Even though Halabi and Borsh both confessed to being double-agents for Hamas, many will still say that they’re innocent, that Israel is making trumped-up charges in order to tighten its siege of Gaza. But while we should be skeptical of Israeli claims, it’s not so implausible that the Jewish state has uncovered corruption between Hamas and Gaza’s development groups. It’s long made claims that such groups are secretly funding Hamas operations and over the years has put significant resources into proving it.
In a report published Aug. 11, aid workers in Gaza privately admitted to an Agence France-Presse reporter that they had felt pressure from Hamas, with the powerful group seeking to influence and organize charity projects in Gaza.
Hamas was once seen as the more disciplined, cleaner alternative to a corrupt Fatah, whose incompetence and pocket-lining came to infuriate many Gazans. Though Islam was a big part of Hamas’s appeal when it rose to power in the 2006 elections, the group appealed to Palestinians of all denominations, and received a significant number of Christian votes that year.
Now, World Vision, the UN and Save The Children have all said they will conduct their own investigations to get to the bottom of what happened. If any of them find even some of these allegations to be true, it will be a massive moral failure for Hamas, whose responsibility is to protect and provide for Gaza’s 1.8 million residents.
The people of Gaza are in a desperate state. They have endured three Israeli military offensives since 2008, leaving the region in ruins. The 2014 war between Hamas and Israel left over 100,000 housing units destroyed, and less than 10 percent have been rebuilt since then. A UN report published last year said that if current trends in Gaza persist, the region will become uninhabitable by 2020.
Analysts and aid workers have said that Hamas’s meddling in Gaza’s humanitarian efforts, if verified, could seriously compromise the potential of charity organizations to continue their work in the coastal enclave. Already, major donors are pulling out: Shortly after the indictment of World Vision’s director in Gaza on Aug. 4, Germany and Australia both suspended donations to the group’s Gaza chapter.

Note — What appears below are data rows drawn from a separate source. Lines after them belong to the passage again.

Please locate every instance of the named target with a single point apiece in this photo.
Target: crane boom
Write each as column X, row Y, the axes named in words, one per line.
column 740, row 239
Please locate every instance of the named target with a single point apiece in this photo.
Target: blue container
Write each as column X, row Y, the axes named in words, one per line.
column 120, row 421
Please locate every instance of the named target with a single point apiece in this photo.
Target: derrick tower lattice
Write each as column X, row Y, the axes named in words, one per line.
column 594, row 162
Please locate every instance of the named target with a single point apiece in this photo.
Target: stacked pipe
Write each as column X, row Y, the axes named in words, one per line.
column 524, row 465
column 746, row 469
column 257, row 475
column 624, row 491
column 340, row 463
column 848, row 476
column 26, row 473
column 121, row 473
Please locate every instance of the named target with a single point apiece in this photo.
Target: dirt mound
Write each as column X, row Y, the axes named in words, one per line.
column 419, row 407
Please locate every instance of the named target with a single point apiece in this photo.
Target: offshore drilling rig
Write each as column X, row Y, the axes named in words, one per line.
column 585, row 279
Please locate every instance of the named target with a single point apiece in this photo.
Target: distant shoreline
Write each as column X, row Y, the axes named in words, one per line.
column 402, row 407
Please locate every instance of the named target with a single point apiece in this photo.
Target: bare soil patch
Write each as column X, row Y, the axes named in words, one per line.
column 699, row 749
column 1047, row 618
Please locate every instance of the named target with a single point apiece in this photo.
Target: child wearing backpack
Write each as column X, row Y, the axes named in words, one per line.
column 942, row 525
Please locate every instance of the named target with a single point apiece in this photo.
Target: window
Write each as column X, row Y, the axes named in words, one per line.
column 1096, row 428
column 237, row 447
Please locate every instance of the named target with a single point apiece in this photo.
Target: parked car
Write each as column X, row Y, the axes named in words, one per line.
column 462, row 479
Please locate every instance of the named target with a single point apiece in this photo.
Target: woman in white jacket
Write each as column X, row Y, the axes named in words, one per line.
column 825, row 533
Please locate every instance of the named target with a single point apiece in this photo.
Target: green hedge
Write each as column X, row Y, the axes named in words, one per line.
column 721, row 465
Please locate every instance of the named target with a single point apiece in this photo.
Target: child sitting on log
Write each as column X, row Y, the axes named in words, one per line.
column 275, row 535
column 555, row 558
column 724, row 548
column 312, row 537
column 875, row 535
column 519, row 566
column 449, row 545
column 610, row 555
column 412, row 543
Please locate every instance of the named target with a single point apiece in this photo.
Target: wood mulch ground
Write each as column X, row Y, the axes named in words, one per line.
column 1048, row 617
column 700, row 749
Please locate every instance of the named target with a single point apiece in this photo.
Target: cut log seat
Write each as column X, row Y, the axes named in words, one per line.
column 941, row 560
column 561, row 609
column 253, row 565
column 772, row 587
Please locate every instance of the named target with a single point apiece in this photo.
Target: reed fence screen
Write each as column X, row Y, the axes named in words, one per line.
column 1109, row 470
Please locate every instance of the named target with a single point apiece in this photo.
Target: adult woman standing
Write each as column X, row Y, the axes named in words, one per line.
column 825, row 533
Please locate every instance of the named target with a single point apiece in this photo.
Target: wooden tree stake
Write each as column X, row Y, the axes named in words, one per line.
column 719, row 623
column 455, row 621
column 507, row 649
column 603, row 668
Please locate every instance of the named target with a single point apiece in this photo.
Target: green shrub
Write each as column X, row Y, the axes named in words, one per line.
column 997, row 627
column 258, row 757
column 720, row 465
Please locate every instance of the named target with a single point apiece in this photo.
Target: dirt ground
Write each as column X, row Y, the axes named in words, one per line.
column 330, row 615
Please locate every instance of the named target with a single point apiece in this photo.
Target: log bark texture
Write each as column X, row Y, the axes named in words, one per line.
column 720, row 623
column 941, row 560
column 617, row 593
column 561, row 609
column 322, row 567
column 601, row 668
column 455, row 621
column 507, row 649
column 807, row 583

The funds donated to Gaza by aid groups are a lifeline for the region’s inhabitants: Nearly 80 percent of Gazans depend on humanitarian aid to survive, according to a report published last year by the UN’s Office for the Coordination of Humanitarian Affairs. Since the 2014 war, such groups have given more than $3.5 billion for reconstruction and have earmarked billions more for the coming years.
Hamas’s shenanigans have now severely jeopardized the delivery of these funds, and thereby jeopardized the future of the very people it claims to serve.